EU Market Watchdog has increased Crypto Financial Derivatives Requirements
CFDs are an arrangement in a future contract whereby variation in the settlement is made in cash payments, rather than by the delivery of physical goods or securities. It is viewed as a more straightforward technique for compensation, as all profits and losses are paid in cash. It further gives investors similar danger and benefits of security, without really owning one.
The EU regulator will change the leverage limit of digital currencies CFDs to 2:1 at the opening. It implies that investors must have enough funds to cover at least half of a contract value upon opening. At first, the leverage limit settled at a rate of 5:1, which enables investors to enter the arrangement with only 20% of the CFD’s value on hand.
In January 2018, ESMA issued a Call For Evidence in regards to potential intervention with cryptocurrency CFDs, asserting that a very high price difference of digital currencies as underlying assets gave rise to concerns for investor protection.
In the latest statement, ESMA highlighted that digital currencies still pose a danger to investment operations and require more careful monitoring.

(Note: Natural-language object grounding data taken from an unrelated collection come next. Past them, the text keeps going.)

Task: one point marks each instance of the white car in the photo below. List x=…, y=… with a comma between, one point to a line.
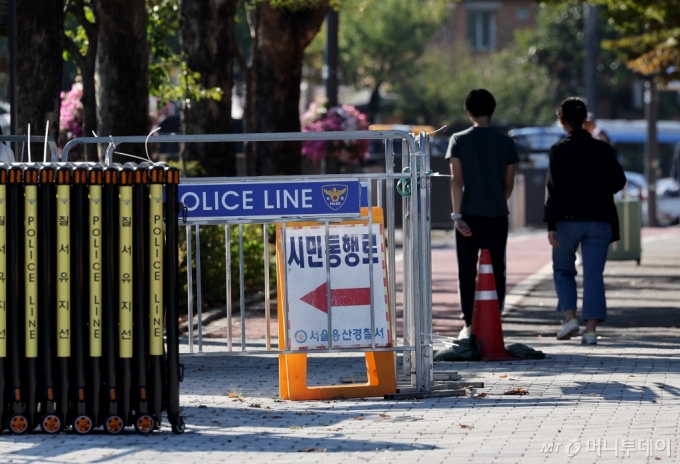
x=667, y=197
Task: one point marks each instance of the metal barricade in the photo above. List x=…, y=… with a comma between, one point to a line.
x=416, y=342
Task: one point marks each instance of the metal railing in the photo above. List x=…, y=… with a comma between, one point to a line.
x=416, y=344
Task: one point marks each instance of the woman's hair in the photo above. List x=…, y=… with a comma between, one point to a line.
x=573, y=111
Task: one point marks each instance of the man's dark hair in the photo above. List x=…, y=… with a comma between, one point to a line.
x=573, y=111
x=480, y=102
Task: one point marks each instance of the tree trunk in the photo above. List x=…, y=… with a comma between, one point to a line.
x=89, y=99
x=40, y=26
x=283, y=37
x=86, y=65
x=122, y=72
x=374, y=104
x=206, y=33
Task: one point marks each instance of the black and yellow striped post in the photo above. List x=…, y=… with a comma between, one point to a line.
x=50, y=422
x=18, y=421
x=125, y=288
x=143, y=422
x=63, y=290
x=95, y=287
x=4, y=367
x=82, y=422
x=31, y=289
x=113, y=415
x=171, y=289
x=156, y=293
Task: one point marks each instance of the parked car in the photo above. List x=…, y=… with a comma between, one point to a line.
x=667, y=197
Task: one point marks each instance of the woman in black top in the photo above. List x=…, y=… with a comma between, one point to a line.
x=582, y=178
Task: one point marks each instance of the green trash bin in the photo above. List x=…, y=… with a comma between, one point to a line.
x=630, y=223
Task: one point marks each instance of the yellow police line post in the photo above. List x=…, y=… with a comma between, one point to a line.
x=380, y=365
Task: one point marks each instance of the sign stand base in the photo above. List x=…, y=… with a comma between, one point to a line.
x=380, y=371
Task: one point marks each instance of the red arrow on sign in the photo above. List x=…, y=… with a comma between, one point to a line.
x=339, y=297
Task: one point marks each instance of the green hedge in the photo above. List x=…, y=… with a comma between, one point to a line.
x=213, y=262
x=213, y=258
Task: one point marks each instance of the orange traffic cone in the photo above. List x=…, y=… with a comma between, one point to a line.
x=486, y=318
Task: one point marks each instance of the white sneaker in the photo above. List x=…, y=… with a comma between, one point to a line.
x=569, y=329
x=589, y=338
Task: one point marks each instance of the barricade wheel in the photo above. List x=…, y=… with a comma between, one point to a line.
x=113, y=425
x=51, y=424
x=179, y=427
x=82, y=424
x=144, y=424
x=18, y=424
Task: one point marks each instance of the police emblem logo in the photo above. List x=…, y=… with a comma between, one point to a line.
x=334, y=195
x=301, y=336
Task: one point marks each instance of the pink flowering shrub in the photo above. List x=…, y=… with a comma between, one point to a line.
x=318, y=118
x=71, y=116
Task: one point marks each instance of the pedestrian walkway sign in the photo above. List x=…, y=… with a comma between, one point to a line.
x=350, y=249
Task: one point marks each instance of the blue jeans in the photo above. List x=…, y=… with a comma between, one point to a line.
x=594, y=238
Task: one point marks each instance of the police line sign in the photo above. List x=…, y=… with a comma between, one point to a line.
x=336, y=197
x=350, y=293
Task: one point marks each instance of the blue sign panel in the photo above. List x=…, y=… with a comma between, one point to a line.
x=266, y=199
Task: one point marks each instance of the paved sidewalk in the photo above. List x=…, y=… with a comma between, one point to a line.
x=626, y=391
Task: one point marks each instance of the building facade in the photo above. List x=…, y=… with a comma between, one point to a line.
x=489, y=25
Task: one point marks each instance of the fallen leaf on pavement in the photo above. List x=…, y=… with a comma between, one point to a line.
x=517, y=391
x=312, y=450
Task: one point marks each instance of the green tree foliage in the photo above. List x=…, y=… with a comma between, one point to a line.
x=650, y=34
x=380, y=39
x=170, y=78
x=435, y=91
x=558, y=43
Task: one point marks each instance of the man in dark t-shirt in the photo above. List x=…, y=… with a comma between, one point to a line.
x=482, y=162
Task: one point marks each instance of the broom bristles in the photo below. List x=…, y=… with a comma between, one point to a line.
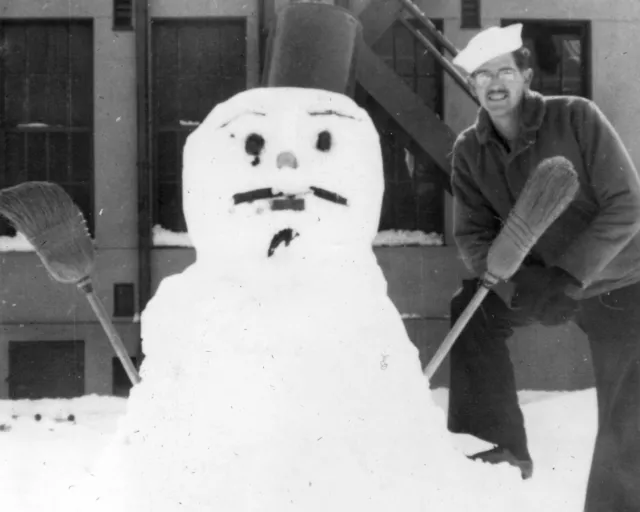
x=54, y=225
x=548, y=192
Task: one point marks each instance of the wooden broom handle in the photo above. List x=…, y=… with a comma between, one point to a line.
x=116, y=342
x=455, y=331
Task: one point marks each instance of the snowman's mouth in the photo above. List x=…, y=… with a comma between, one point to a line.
x=282, y=201
x=284, y=236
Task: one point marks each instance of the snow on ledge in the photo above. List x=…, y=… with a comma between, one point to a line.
x=164, y=238
x=393, y=238
x=17, y=243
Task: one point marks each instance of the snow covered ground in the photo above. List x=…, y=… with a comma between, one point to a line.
x=46, y=445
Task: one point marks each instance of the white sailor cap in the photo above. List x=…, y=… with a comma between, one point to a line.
x=489, y=44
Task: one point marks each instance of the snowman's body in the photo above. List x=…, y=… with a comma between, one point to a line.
x=284, y=382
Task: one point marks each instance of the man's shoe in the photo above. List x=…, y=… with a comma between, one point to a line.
x=499, y=455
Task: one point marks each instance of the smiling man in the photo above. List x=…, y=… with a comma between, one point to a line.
x=586, y=267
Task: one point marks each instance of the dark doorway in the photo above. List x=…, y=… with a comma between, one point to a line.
x=46, y=369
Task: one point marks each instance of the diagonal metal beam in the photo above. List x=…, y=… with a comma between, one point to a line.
x=377, y=17
x=406, y=107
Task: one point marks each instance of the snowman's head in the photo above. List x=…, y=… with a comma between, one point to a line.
x=279, y=169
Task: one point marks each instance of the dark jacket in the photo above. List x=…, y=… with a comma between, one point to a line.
x=597, y=239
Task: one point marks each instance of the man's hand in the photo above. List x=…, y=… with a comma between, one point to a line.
x=540, y=294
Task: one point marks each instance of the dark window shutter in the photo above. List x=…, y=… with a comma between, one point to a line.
x=470, y=14
x=122, y=14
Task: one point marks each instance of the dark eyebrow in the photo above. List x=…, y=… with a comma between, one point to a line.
x=330, y=113
x=248, y=112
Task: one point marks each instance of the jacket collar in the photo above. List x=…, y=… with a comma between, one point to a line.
x=532, y=110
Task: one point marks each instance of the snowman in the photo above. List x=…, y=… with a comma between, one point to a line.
x=278, y=374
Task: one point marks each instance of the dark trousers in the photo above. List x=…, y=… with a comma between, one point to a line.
x=483, y=400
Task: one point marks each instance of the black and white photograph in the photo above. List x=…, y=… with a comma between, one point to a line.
x=319, y=256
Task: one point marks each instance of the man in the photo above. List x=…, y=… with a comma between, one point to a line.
x=586, y=267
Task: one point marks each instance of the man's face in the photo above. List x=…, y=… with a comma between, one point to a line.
x=499, y=84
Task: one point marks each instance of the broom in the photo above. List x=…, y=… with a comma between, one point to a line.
x=45, y=214
x=547, y=193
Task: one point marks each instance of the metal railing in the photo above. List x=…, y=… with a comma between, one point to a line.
x=427, y=24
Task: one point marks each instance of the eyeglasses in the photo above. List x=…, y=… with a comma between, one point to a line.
x=483, y=78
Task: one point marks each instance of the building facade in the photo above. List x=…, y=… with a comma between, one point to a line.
x=74, y=92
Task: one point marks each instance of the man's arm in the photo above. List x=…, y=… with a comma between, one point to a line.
x=475, y=224
x=616, y=185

“For CFDs on cryptocurrencies, many of these concerns remain present. Due to the specific characteristics of cryptocurrencies as an asset class the market for financial instruments providing exposure to cryptocurrencies, such as CFDs, will be closely monitored, and ESMA will assess whether stricter measures are required.”
The position of ESMA is shared by other regulatory agencies in EU member states. In February, the French financial markets regulator Autorité des marchés financiers (AMF) said in a statement that digital currency derivatives must be regulated under new EU financial reforms. While trading platforms offering digital currencies CFDs must be regulated and cleared under the European Market Infrastructure Regulation (EMIR).
In the same month, the Austrian Finance Minister proposed forcing regulation on digital currency derivatives to avoid money laundering using cryptocurrency.
EU regulator has continuously cautioned consumers about the “high risk” correlated with investing in digital currencies, stressing the absence of protection and understanding, money loss, and issues with unregulated financial activities.